Wednesday, July 9, 2014

Content Construction vs Content Delivery

Confession: I hate the term "content delivery"; and I especially hate being characterized as a deliverer of content.  Whenever I hear this phrase, I can't help but cringe and imagine myself in some kind of uniform with a package that I hand over to my students.  Or to imagine myself as an animated, embodied textbook.  The notion of professor as deliverer of content also causes me to fixate on all the ways that this delivery process goes awry, all the packages that get lost in transit between instructor and student.

The primary tool for content delivery is the lecture.  xMOOCs, with their heavy reliance on lecture, are an excellent example of reducing teaching and learning to content delivery and content receipt.  Students in MOOCs don't do a lot of content construction.  Rather, they watch as the instructor constructs and packages the content for their consumption.  The Connectivist MOOC, or cMOOC, shifts the construction of content to the learning community and is very much the model for my Online Rome course. 

For a narrative discipline like ancient history, however, it is challenging to figure out how to create a connectivist learning environment that provides adequate support for the students.  In a for-credit course for students who typically have no previous experience with Rome or ancient history, I can't simply throw the students into a virtual room and hope that they come out of it three months later with a good understanding on Ancient Roman cultural and political history.  Most likely, they would have no idea where to start, would wander down far too many dead ends, and would come out at the end angry and thinking that I hadn't done my job and they didn't get what they paid for.
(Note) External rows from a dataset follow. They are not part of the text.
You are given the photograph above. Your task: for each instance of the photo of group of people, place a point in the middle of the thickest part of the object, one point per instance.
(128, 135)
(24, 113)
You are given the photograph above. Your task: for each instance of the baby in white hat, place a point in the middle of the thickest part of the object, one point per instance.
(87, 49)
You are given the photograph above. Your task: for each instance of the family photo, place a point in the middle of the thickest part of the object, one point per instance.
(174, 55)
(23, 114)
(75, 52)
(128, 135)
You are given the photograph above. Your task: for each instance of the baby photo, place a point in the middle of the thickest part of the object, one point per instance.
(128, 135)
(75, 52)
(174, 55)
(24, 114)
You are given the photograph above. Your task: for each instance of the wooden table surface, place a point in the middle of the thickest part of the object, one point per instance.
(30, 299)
The challenge comes in creating and supporting a connectivist model of learning while providing enough guidance and structure that the students feel oriented enough to engage in good faith. I devoted a lot of energy to thinking through this problem--and especially, thinking about how to recast the instructor in the online environment as a "guide on the side" rather than a "sage on the stage."  In some ways, I think the online environment might make this recasting of the instructor's role in the learning relationship a bit easier.  It's an unfamiliar environment for most of the students; and, because most of the course will be asynchronous, most of them will experience the class largely as a kind of 1-1 tutorial rather than a typical, synchronous classroom experience. When students walk into a lecture hall with 199 other students, they (for the most part) come with the expectation that the professor will profess and they will dutifully take notes, memorize content, and regurgitate it on exams.  They are not sold on the idea that they will work together with the instructor and other students to construct knowledge.  I will wager that these same students will come to an online class with different expectations and, I think, more willingness to actively construct a narrative of ancient Roman cultural and political history.
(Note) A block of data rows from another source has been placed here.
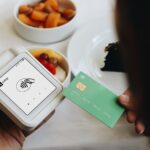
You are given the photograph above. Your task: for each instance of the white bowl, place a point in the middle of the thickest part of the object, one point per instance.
(65, 65)
(45, 35)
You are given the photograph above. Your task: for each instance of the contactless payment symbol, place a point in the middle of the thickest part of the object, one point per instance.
(24, 84)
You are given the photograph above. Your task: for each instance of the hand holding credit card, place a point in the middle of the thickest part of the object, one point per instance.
(94, 98)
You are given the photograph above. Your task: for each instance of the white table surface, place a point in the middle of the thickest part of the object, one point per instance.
(71, 128)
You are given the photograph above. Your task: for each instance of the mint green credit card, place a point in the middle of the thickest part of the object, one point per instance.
(94, 98)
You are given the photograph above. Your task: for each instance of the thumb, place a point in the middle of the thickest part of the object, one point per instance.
(125, 100)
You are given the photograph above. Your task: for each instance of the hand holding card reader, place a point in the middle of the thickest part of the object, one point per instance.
(28, 92)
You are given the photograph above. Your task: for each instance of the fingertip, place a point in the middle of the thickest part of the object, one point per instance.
(139, 127)
(124, 100)
(131, 117)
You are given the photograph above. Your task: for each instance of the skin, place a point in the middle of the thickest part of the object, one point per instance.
(127, 101)
(11, 136)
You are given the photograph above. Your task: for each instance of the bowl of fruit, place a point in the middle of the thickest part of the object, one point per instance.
(54, 62)
(45, 21)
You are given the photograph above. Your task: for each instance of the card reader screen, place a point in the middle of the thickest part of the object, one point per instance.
(26, 86)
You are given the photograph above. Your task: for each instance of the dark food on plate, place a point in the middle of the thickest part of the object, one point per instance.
(45, 14)
(113, 60)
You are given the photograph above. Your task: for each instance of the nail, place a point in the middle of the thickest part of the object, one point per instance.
(125, 98)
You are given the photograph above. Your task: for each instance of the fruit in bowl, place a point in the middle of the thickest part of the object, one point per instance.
(45, 14)
(52, 61)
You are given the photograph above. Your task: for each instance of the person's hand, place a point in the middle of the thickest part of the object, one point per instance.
(127, 101)
(11, 136)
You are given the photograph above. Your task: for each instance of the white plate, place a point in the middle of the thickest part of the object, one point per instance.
(86, 52)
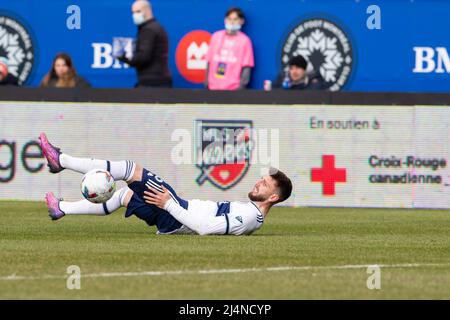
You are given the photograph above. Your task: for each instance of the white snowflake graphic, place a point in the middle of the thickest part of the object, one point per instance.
(15, 55)
(318, 41)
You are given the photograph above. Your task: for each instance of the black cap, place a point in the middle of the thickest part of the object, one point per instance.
(298, 61)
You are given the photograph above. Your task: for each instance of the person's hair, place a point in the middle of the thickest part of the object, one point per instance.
(284, 185)
(64, 82)
(298, 61)
(238, 11)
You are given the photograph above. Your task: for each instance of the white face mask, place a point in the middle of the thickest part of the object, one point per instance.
(138, 18)
(232, 27)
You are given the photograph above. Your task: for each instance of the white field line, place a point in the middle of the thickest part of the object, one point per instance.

The difficulty is creating a learning environment that requires students to construct knowledge but also anticipates the kinds of support they will need as they go about this task.  It is about asking well-written, guiding questions that send the students to content sources (e.g. the textbook, ancient historians, documentaries, maps, even pre-recorded lectures).  It is about using lecture as sparingly as possible, so that the students break the habit of looking to lecture for the "right answers."  It is about creating internal navigation features that encourage the students to draw connections between different parts of the course--but does not tell them what connections they should be drawing.  Most of all, it requires embracing the idea that the students can and should construct their own narrative rather than digest one that is provided to them. When I explain this model to the students who are building the modules, I tell them: imagine that you are handing out an exam at the start of a unit and telling the students to go find all the answers to the questions.  That is what we are doing.  Instead of providing the content, we are providing the questions and asking the students to provide the content, in the hope that this will lead to better learning.